XP 045 The efficacy of gabapentin enacarbil 1,200 mg and 600 mg was assessed in 95 patients with moderate to severe primary RLS in XP 045, 51 a 14-day, double-blind, randomized, placebo-controlled trial. XP 081 XP 081, 43 a randomized, 12-week, double-blind, placebo-controlled, parallel-group clinical trial was conducted to assess the pharmacokinetics and efficacy of gabapentin enacarbil in patients with moderate to severe primary RLS.
Exposure to gabapentin was proportional to gabapentin enacarbil dose. The results indicated that all four dose levels of gabapentin enacarbil provided efficacious drug exposure because all doses resulted in numerically greater relief of symptoms in subjects with RLS compared with placebo.
The coprimary outcome measures were the mean change in IRLS total score from baseline to week 12 and the proportion of responders on the CGI-I scale at week 12. On the investigator-rated CGI-I, significantly more gabapentin enacarbil-treated patients responded than patients treated with placebo 76.
Subjects treated with gabapentin enacarbil also experienced a significant increase in RLS quality-of-life scores compared with placebo-treated patients 21.

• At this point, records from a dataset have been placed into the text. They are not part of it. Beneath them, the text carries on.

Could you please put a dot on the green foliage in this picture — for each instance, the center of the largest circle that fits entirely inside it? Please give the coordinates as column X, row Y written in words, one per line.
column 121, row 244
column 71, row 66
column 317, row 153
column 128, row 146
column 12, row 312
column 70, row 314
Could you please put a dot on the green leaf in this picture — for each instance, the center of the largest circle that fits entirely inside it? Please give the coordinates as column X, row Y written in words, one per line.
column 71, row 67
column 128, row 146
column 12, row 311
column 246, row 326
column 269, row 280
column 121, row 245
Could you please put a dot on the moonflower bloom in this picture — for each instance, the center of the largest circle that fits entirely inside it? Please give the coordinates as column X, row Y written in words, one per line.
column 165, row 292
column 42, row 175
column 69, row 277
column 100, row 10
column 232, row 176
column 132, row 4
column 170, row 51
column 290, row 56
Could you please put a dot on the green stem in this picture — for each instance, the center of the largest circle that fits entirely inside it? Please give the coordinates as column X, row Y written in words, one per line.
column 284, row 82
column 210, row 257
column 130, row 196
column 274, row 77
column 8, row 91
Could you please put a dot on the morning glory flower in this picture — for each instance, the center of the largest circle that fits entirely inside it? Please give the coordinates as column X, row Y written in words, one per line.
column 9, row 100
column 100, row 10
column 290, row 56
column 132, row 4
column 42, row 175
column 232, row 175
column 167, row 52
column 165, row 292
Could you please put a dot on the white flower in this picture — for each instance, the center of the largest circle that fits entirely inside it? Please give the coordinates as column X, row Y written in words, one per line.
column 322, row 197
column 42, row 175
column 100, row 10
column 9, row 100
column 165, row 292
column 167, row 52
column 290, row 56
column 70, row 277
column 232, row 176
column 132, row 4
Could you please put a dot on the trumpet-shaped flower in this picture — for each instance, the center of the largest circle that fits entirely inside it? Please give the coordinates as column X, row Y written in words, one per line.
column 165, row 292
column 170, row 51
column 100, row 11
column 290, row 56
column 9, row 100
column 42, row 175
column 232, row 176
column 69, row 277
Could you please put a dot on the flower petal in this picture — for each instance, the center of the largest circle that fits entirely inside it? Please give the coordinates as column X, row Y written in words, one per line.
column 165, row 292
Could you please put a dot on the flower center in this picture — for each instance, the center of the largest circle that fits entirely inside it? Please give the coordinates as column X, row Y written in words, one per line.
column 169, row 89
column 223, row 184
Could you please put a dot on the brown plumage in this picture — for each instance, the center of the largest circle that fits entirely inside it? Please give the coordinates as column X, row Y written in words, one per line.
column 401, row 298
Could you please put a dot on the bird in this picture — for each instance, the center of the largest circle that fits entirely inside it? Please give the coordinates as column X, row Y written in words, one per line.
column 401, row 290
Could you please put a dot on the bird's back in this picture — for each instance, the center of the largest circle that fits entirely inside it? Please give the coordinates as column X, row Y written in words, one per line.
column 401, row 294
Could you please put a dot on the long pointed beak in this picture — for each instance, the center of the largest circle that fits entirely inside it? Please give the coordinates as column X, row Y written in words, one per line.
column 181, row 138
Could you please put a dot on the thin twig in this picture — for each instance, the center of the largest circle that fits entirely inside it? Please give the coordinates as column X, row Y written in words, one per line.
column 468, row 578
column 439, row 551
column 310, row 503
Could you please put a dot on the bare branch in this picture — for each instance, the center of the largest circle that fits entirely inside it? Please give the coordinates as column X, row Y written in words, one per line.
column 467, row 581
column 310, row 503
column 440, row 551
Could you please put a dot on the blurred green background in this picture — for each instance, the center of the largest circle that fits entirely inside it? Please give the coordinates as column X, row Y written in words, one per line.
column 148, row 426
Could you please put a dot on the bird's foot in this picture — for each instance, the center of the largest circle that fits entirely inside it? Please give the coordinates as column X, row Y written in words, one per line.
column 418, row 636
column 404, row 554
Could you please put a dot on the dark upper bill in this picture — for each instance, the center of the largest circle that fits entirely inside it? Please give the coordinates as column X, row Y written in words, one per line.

Significantly more subjects treated with gabapentin enacarbil 600 mg 72. PSQ revealed that gabapentin enacarbil at both doses significantly improved overall quality of sleep and resulted in improved ability to function, fewer nights with RLS symptoms, fewer awakenings and fewer hours awake per night compared with placebo.
A statistically significant lower percentage of gabapentin enacarbil-treated subjects relapsed during the double-blind phase compared with placebo 9.
XP 055 The long-term efficacy of gabapentin enacarbil in patients with moderate to severe primary RLS was evaluated in XP 055, 55 an open-label, multicenter, 52-week extension study that enrolled 573 participants who completed one of four short-term parent trials XP 052, XP 053, XP 081, XP 063.
All subjects received gabapentin enacarbil at 5 pm with food for up to 52 weeks. At week 52 LOCF, the mean change from parent study baseline 23.